Prove that a sequence is a Cauchy sequence.

Question

The question is this.

Let $(s_n)$ be a sequence such that $$\left|s_{n+1}-s_n\right| < 2^{-n}, \forall n \in\mathbb N$$ Prove that $(s_n)$ is a Cauchy sequence and hence convergent.

My proof is below.

Proof. Let $\epsilon > 0 $ and $N = \dfrac{\ln\left(\frac{1}{\epsilon}\right)}{\ln(2)}$. Then, $\forall n > N = \dfrac{\ln(\frac{1}{\epsilon})}{\ln(2)}$ implies $$n\ln(2) > \ln\left(\frac{1}{\epsilon}\right)$$ $$2^n > \frac{1}{\epsilon}$$ $$\epsilon > \frac{1}{2^n} > \left|s_{n+1}-s_n\right|$$Q.E.D.

Is this ok??

Answer 1

No. It does not work. You have to show that given $\epsilon>0$ then you can find $N$ big enough so that if $n,m\geq N$ then $|s_n-s_m|<\epsilon$. You showed that $s_n$ and $s_{n+1}$ have a difference of less than $\epsilon$ but you want to show that $s_n$ and $s_m$ have a difference of less than $\epsilon$, see the difference?

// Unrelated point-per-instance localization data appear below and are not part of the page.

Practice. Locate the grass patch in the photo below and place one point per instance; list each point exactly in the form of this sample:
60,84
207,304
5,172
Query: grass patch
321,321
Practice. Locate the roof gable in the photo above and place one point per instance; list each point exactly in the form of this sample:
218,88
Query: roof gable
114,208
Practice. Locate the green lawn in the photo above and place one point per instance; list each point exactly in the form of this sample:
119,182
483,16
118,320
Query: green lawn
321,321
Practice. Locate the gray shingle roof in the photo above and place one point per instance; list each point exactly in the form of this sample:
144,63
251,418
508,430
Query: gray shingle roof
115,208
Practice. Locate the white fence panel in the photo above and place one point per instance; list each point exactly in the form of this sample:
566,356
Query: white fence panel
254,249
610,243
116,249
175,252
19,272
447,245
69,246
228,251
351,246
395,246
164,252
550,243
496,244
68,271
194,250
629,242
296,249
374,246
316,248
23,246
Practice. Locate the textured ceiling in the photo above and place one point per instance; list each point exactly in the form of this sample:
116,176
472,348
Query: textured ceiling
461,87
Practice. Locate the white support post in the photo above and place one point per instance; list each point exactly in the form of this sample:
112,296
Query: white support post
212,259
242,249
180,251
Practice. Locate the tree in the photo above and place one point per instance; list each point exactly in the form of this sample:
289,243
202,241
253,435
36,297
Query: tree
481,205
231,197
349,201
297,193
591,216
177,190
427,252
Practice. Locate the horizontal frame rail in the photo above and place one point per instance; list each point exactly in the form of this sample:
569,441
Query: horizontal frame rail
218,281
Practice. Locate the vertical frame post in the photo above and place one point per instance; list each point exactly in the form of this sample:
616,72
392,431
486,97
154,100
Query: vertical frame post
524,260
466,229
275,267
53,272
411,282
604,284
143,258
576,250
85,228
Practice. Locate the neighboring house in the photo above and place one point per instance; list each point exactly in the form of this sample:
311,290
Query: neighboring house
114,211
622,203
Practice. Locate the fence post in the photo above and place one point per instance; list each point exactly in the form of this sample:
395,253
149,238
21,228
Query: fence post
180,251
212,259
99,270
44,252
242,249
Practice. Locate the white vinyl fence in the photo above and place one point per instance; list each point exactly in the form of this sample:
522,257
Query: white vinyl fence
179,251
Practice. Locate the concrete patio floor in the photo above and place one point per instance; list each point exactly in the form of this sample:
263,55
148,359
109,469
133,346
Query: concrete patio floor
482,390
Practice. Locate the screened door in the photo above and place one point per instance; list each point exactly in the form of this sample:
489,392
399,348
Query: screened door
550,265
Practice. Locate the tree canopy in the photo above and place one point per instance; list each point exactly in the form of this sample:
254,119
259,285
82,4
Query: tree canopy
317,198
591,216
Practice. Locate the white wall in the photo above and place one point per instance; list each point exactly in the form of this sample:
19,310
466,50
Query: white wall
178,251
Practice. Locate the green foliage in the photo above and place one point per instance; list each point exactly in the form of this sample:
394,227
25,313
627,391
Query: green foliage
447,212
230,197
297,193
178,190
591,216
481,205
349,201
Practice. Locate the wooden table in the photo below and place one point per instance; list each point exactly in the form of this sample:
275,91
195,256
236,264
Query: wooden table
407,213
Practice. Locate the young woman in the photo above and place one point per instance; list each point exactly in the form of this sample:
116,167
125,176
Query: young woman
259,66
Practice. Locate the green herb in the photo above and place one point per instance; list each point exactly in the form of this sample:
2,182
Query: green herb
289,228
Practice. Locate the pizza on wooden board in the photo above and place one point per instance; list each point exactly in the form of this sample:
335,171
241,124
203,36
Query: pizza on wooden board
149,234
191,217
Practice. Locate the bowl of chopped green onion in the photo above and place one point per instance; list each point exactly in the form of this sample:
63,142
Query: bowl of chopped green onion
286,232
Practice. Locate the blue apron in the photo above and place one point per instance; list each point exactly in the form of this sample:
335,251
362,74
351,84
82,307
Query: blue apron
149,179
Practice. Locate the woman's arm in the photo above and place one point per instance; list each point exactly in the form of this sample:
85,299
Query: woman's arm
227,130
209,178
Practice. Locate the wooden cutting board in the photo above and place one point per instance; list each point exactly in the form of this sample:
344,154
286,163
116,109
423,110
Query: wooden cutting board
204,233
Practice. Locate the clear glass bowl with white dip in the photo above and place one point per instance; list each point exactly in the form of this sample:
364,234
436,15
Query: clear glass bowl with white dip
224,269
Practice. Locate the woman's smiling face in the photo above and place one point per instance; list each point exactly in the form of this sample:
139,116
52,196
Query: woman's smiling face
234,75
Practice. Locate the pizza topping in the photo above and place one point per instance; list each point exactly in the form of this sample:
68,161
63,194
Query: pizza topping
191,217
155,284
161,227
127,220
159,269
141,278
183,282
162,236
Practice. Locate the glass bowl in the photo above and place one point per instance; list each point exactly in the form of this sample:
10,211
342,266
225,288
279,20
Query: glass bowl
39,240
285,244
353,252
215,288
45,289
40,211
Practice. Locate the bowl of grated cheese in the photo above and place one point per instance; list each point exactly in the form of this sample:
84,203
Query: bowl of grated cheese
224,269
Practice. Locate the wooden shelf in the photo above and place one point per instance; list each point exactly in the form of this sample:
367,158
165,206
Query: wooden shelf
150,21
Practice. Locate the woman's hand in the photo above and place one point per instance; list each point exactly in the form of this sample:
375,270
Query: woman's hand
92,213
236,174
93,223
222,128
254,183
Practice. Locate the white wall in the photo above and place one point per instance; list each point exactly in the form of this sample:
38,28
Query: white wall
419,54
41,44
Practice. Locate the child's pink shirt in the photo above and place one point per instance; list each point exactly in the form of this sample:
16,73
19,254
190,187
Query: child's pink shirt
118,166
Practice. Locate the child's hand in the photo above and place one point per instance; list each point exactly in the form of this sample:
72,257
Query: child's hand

Try this. Fix $\epsilon>0$. Choose $N$ big enough an integer so that $1/2^N<\epsilon$ (this is possible, why?). Then if $n,m> N$ (say wlog that $m\geq n$, then $$|s_n-s_m|=|s_n-s_{n+1}+s_{n+1}-...+s_{m+1}-s_{m}|$$Apply the triangle inequality, and try to go from here. Let me know if you get stuck.

Added:

So you can finish it like this: $$ |s_n-s_m|\leq |s_n-s_{n+1}|+...+|s_{m-1}-s_m|\leq 1/2^n+...+1/2^{m-1}$$$$=(1/2^n)(1+1/2+...+1/2^{m-n-1})<(1/2^n)(2)=1/2^{n-1} $$ Since $n>N$ then $n-1\geq N$ so $2^{n-1}\geq 2^N$ which implies that $1/2^{n-1}\leq 1/2^N<\epsilon$ just as we wanted.

Answer 2

The following result is useful

if $\sum_{n=1}^{\infty}|a_{n+1}-a_n|< \infty$, then ${a _n} $ is a Cauchy sequence.

For a proof of this result, see here.

Answer 3

\begin{align} &\mbox{Let's}\quad m >n \\ \left\vert s_{m} - s_{n}\right\vert &= \left\vert \left(s_{m} - s_{m - 1}\right) + \left(s_{m - 1} - s_{m - 2}\right) + \cdots + \left(s_{n + 1} - s_{n}\right) \right\vert \leq \sum_{i = n}^{m - 1}\left\vert s_{i + 1} - s_{i}\right\vert < \sum_{i = n}^{m - 1}2^{-i} \\[3mm]&= {2^{-n}\left\lbrack 2^{-\left(m - n\right)} - 1\right\rbrack \over 1/2 - 1} = 2^{1 -n}\left\lbrack 1 - 2^{-\left(m - n\right)}\right\rbrack < 2^{1 - n} \end{align}

Given $\displaystyle{\epsilon > 0}$, just take any $\displaystyle{N > 1 - {\ln\left(\epsilon\right) \over \ln\left(2\right)}}$. Then, $\displaystyle{\quad m, n > N\quad\Longrightarrow\quad \left\vert s_{m} - s_{n}\right\vert < \epsilon}$.